Sunil Ray 26 Sep, 2024
12 min read

Introduction

Mastering machine learning algorithms isn’t a myth at all. Most beginners start by learning regression. It is simple to learn and use, but does that solve our purpose? Of course not! Because there is a lot more in ML beyond logistic regression and regression problems! For instance, have you heard of support vector regression and support vector machines algorithm or SVM?

Think of machine learning algorithms as an armory packed with axes, swords, blades, bows, daggers, etc. You have various tools, but you ought to learn to use them at the right time. As an analogy, think of ‘Regression’ as a sword capable of slicing and dicing data efficiently but incapable of dealing with highly complex data. That is where ‘Support Vector Machines’ acts like a sharp knife – it works on smaller datasets, but on complex ones, it can be much stronger and more powerful in building machine learning models.

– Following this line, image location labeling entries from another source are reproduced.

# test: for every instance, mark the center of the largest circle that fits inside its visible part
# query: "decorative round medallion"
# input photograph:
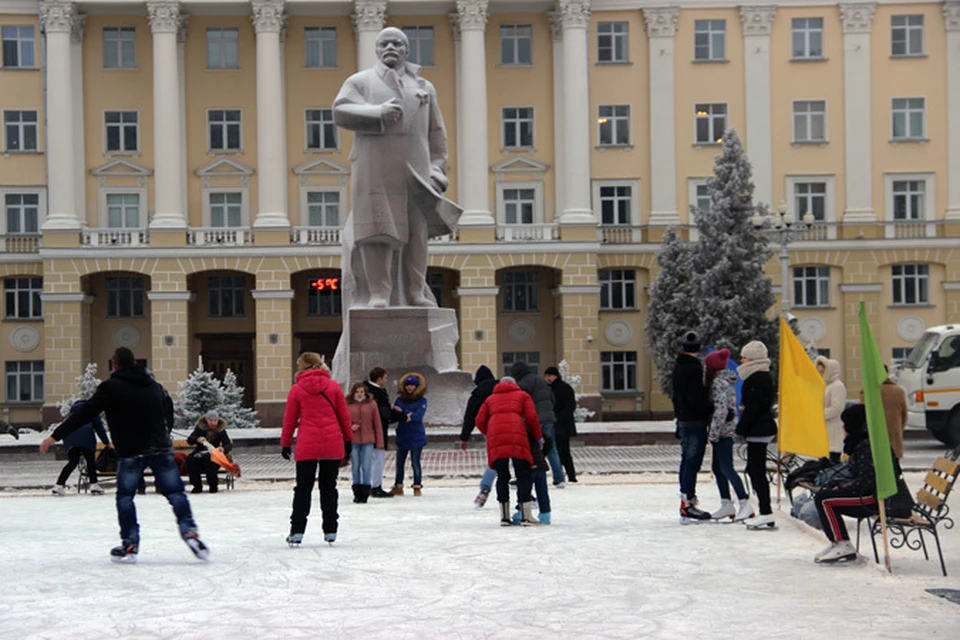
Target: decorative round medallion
(522, 331)
(25, 339)
(813, 330)
(618, 332)
(126, 335)
(911, 328)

In this article, you will explore Support Vector Machines (SVM) in machine learning, including an SVM example that illustrates their functionality. We will discuss SVM code and provide a support vector machine example in Python, highlighting how these techniques can effectively classify data.

Learning Objectives

  • Understand support vector machine algorithm (SVM), a popular machine learning algorithm or classification.
  • Learn to implement SVM models in R and Python.
  • Know the pros and cons of Support Vector Machines (SVM) and their different applications in machine learning (artificial intelligence).

What is a Support Vector Machine (SVM)?

“Support Vector Machine” (SVM) is a supervised learning machine learning algorithm that can be used for both classification or regression challenges. However, it is mostly used in classification problems, such as text classification. In the SVM algorithm, we plot each data item as a point in n-dimensional space (where n is the number of features you have), with the value of each feature being the value of a particular coordinate. Then, we perform classification by finding the optimal hyper-plane that differentiates the two classes very well (look at the below snapshot).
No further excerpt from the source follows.